Critics of the bill say that the bill does not allocate funds to help families manage the financial realities associated with fetal abnormalities, including surgery and other medical procedures; round-the-clock care at home or in a hospital; special education and equipment; or for a foster care system to handle situations when a women is unable or unwilling to care for a profoundly disabled child.

“For babies born with Trisomy 13 and 18, survival beyond a few days is almost never

going to happen,” says OB/gyn Jen Gunter. “Are doctors then going to have to do heroic measures for an infant born with these conditions? Who is going to pay for all of that?”

The bill includes no provisions to help women who experience miscarriage with burial or cremation services. Gunter says that the costs associated with the bill may prevent miscarrying women from seeking care—at risk to their health. “People delay care all the time because they worry about cost.”

The measure also requires physicians who provide abortions to obtain admitting privileges at nearby hospitals. Brownsyne Tucker-Edmonds, an obstetrician-gynecologist in Indianapolis, said HEA 1337 puts an undue burden on women and their physicians and, by doing so, imperil patients' health.
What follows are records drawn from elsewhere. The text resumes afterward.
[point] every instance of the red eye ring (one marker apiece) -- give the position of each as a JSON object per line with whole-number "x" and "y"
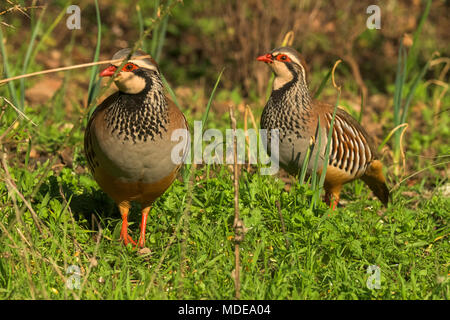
{"x": 283, "y": 58}
{"x": 129, "y": 67}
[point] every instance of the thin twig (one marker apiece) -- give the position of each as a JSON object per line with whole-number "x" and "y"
{"x": 238, "y": 223}
{"x": 283, "y": 226}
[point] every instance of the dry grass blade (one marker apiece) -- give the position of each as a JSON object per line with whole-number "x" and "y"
{"x": 18, "y": 110}
{"x": 77, "y": 66}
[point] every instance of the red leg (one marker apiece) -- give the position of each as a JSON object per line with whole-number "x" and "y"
{"x": 145, "y": 212}
{"x": 124, "y": 236}
{"x": 332, "y": 199}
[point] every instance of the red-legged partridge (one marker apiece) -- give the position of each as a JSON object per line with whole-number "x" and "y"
{"x": 291, "y": 110}
{"x": 128, "y": 141}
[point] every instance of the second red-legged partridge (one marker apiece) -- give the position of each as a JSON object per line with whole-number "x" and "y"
{"x": 128, "y": 142}
{"x": 292, "y": 111}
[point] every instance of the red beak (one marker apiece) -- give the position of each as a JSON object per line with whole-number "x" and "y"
{"x": 268, "y": 58}
{"x": 108, "y": 72}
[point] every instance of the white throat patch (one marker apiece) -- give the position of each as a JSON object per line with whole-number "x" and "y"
{"x": 128, "y": 82}
{"x": 282, "y": 75}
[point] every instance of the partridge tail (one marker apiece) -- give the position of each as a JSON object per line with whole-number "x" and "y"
{"x": 374, "y": 178}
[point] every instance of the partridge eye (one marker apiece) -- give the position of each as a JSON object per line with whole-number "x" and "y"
{"x": 129, "y": 67}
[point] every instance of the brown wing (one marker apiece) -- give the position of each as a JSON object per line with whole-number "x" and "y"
{"x": 351, "y": 149}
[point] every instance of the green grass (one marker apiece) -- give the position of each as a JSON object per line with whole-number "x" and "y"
{"x": 53, "y": 214}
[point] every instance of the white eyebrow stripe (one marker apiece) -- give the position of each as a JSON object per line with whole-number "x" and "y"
{"x": 140, "y": 63}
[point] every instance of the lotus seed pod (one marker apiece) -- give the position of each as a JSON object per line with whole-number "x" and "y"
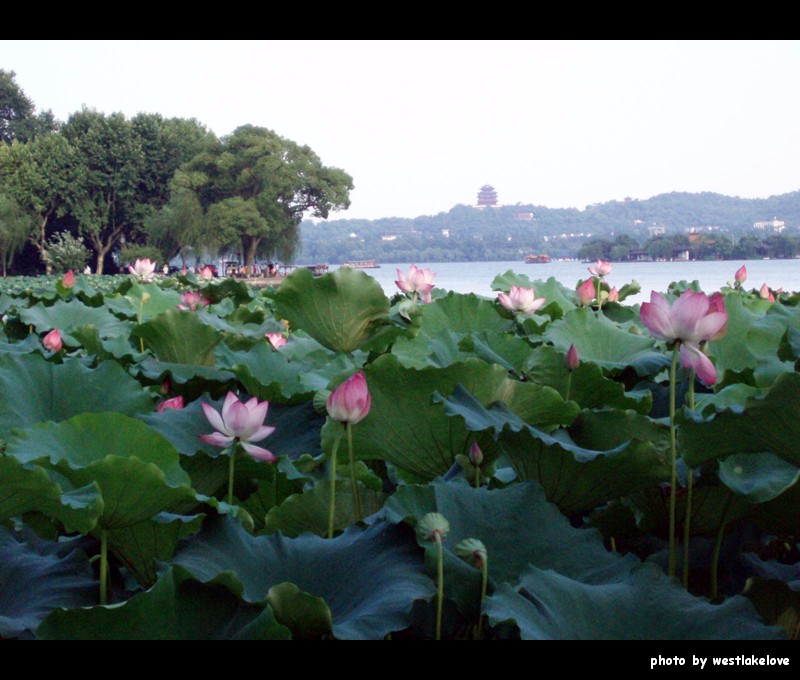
{"x": 472, "y": 551}
{"x": 431, "y": 524}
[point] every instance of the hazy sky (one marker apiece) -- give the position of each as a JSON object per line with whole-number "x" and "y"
{"x": 422, "y": 125}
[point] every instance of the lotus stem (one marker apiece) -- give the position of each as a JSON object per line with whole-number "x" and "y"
{"x": 356, "y": 492}
{"x": 332, "y": 508}
{"x": 440, "y": 584}
{"x": 103, "y": 567}
{"x": 671, "y": 570}
{"x": 231, "y": 471}
{"x": 687, "y": 521}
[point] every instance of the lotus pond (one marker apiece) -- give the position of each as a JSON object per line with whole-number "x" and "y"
{"x": 548, "y": 472}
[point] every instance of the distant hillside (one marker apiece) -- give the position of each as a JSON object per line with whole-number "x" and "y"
{"x": 466, "y": 233}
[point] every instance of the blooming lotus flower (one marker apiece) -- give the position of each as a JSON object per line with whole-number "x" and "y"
{"x": 601, "y": 268}
{"x": 350, "y": 402}
{"x": 239, "y": 422}
{"x": 144, "y": 269}
{"x": 521, "y": 299}
{"x": 276, "y": 339}
{"x": 586, "y": 292}
{"x": 571, "y": 360}
{"x": 174, "y": 404}
{"x": 417, "y": 281}
{"x": 192, "y": 301}
{"x": 692, "y": 318}
{"x": 52, "y": 341}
"It will require a woman, during one of the most devastating times in her life after learning of a fetal anomaly, to prolong her pregnancy even if against her wishes, and to potentially assume the greater health risks associated with doing so," Tucker-Edmonds said. Some women have "cases in which the risk of death during a full-term pregnancy is more than 14 times higher than for a termination of pregnancy."

Indiana Government Gets Personal

Under Governor Pence, Indiana’s government has taken a hands-on approach to the private lives of its citizens. In 2015, Pence signed the Religious Freedoms Act that would have permitted businesses to discriminate against gays and lesbians. After an outcry from the

business community that included boycott threats by major corporations and sporting institutions, he promised to add language to the bill that would prevent discrimination. A new bill has been introduced that would once again strip away those protections.
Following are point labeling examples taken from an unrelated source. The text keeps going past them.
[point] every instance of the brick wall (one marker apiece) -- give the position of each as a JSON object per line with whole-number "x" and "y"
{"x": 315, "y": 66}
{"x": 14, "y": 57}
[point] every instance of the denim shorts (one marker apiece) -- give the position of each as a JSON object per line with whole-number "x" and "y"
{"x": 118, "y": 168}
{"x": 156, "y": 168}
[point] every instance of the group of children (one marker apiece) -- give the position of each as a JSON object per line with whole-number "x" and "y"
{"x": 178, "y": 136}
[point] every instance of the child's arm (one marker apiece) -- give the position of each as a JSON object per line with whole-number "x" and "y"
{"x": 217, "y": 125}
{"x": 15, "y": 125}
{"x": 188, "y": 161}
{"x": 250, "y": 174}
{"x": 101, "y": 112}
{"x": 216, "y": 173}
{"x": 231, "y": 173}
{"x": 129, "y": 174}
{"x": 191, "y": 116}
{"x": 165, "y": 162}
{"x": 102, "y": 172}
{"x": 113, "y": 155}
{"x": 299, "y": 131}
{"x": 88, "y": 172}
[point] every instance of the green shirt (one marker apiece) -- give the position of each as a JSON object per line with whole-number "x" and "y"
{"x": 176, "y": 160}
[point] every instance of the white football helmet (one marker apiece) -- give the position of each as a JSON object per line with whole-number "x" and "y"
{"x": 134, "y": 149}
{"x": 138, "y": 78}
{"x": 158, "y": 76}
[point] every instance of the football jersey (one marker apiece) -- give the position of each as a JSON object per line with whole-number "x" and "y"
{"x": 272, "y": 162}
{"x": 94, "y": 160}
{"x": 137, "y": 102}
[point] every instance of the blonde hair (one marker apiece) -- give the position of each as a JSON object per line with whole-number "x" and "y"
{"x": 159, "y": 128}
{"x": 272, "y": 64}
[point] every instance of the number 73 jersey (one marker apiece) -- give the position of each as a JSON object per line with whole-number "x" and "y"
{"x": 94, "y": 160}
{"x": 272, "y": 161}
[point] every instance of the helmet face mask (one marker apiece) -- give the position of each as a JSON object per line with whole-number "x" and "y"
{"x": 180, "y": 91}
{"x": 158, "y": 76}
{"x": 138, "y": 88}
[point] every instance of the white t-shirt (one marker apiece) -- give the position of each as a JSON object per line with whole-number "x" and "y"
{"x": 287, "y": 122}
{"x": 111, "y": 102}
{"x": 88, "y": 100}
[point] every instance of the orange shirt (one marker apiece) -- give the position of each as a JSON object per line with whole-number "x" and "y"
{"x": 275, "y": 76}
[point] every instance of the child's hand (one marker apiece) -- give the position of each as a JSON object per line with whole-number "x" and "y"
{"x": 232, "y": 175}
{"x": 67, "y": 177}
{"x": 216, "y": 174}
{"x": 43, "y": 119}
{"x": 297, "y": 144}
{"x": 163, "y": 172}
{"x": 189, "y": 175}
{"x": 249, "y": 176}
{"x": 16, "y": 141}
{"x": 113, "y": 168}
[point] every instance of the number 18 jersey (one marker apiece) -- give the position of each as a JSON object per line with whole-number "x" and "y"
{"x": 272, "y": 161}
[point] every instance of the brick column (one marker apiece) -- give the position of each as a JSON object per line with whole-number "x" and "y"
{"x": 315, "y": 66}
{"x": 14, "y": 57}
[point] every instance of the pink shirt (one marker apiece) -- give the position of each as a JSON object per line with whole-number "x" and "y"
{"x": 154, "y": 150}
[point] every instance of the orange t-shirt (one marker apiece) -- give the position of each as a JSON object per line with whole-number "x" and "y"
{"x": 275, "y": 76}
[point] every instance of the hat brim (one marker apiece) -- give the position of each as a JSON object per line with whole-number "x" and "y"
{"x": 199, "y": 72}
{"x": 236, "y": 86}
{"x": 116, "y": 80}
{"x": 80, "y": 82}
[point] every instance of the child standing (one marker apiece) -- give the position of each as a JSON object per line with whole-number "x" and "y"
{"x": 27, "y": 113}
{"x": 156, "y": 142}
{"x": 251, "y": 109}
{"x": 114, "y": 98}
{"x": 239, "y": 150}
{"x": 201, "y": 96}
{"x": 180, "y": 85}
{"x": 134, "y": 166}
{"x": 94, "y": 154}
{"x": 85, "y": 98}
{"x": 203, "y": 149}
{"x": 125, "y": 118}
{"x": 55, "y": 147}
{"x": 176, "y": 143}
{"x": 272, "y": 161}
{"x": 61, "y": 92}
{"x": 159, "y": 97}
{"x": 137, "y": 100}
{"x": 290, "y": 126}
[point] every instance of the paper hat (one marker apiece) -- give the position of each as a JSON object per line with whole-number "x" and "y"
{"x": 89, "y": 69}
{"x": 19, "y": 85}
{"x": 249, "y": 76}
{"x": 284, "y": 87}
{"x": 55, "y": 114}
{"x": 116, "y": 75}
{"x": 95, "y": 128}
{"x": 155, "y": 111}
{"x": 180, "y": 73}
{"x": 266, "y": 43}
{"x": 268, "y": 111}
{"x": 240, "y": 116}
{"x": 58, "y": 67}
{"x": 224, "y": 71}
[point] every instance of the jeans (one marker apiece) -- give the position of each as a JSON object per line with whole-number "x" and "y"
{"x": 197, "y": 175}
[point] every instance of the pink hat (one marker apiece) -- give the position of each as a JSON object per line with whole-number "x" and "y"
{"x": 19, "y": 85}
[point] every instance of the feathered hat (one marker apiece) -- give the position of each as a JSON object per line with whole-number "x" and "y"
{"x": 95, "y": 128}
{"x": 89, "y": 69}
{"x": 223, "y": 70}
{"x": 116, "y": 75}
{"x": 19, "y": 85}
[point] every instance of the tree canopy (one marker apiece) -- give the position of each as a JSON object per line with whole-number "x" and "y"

This year, Indiana will also consider imposing some of the nation’s most restrictive laws on use of bathrooms by transgendered people, making it a crime for people to use bathrooms that do not correspond with the gender assigned to them at birth.
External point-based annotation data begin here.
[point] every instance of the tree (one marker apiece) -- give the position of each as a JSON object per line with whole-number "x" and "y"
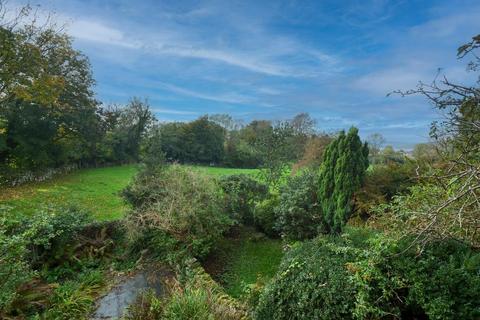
{"x": 447, "y": 204}
{"x": 204, "y": 140}
{"x": 131, "y": 124}
{"x": 341, "y": 175}
{"x": 44, "y": 82}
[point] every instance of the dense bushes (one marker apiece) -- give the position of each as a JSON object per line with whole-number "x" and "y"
{"x": 26, "y": 243}
{"x": 312, "y": 283}
{"x": 185, "y": 205}
{"x": 368, "y": 276}
{"x": 241, "y": 192}
{"x": 298, "y": 214}
{"x": 394, "y": 279}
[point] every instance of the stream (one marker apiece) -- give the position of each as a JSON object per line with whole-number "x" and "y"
{"x": 114, "y": 304}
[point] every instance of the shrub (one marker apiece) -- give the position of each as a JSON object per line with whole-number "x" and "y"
{"x": 189, "y": 304}
{"x": 26, "y": 242}
{"x": 264, "y": 215}
{"x": 181, "y": 203}
{"x": 312, "y": 283}
{"x": 241, "y": 192}
{"x": 298, "y": 213}
{"x": 74, "y": 299}
{"x": 393, "y": 279}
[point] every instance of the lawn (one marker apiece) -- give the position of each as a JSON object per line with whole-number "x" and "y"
{"x": 96, "y": 190}
{"x": 240, "y": 259}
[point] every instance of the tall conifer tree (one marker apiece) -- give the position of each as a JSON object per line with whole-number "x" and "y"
{"x": 341, "y": 175}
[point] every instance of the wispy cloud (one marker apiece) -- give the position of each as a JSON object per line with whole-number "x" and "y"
{"x": 173, "y": 111}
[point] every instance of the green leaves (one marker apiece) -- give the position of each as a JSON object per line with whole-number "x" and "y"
{"x": 341, "y": 175}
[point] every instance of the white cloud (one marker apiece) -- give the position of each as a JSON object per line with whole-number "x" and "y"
{"x": 95, "y": 31}
{"x": 224, "y": 97}
{"x": 172, "y": 111}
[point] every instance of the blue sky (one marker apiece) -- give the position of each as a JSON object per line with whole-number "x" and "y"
{"x": 336, "y": 60}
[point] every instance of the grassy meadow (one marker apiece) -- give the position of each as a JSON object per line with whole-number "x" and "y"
{"x": 239, "y": 260}
{"x": 96, "y": 190}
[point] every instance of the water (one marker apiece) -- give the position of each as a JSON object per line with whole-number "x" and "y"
{"x": 114, "y": 304}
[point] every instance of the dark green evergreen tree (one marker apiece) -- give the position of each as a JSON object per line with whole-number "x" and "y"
{"x": 341, "y": 175}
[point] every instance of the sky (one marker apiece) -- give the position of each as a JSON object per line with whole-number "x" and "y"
{"x": 336, "y": 60}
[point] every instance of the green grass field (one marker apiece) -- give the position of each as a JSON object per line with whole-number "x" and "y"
{"x": 96, "y": 190}
{"x": 240, "y": 260}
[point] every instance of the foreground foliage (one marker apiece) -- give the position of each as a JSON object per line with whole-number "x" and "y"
{"x": 362, "y": 275}
{"x": 179, "y": 203}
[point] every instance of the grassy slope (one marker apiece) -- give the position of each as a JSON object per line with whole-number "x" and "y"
{"x": 94, "y": 189}
{"x": 240, "y": 260}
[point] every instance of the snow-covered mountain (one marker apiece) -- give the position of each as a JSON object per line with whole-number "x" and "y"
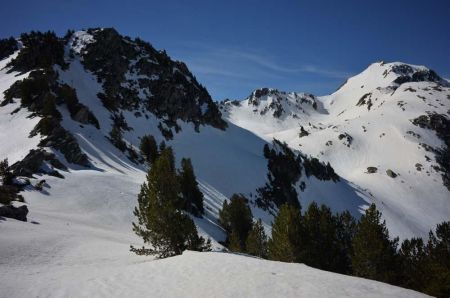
{"x": 73, "y": 111}
{"x": 385, "y": 130}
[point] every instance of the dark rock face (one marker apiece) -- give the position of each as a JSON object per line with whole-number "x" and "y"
{"x": 285, "y": 170}
{"x": 41, "y": 50}
{"x": 19, "y": 213}
{"x": 440, "y": 124}
{"x": 33, "y": 163}
{"x": 173, "y": 92}
{"x": 278, "y": 98}
{"x": 366, "y": 99}
{"x": 408, "y": 74}
{"x": 36, "y": 94}
{"x": 7, "y": 47}
{"x": 372, "y": 170}
{"x": 391, "y": 173}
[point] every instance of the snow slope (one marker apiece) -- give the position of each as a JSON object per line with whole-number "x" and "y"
{"x": 76, "y": 242}
{"x": 380, "y": 135}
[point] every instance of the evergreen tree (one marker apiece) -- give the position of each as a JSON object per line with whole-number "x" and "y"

The bill does not address how bathroom use should be determined for individuals born with ambiguous genitalia or sex chromosome abnormalities such as Klinefelter’s syndrome, in which both male and female chromosomes are present. (Klinefelter’s occurs in one out of 400 pregnancies and the diagnosis, incidentally, is associated with high rates of pregnancy termination.)

Planned Parenthood of Indiana and Kentucky plans to seek a judicial review of HB 1377 and expects to file a complaint and request for preliminary injunction.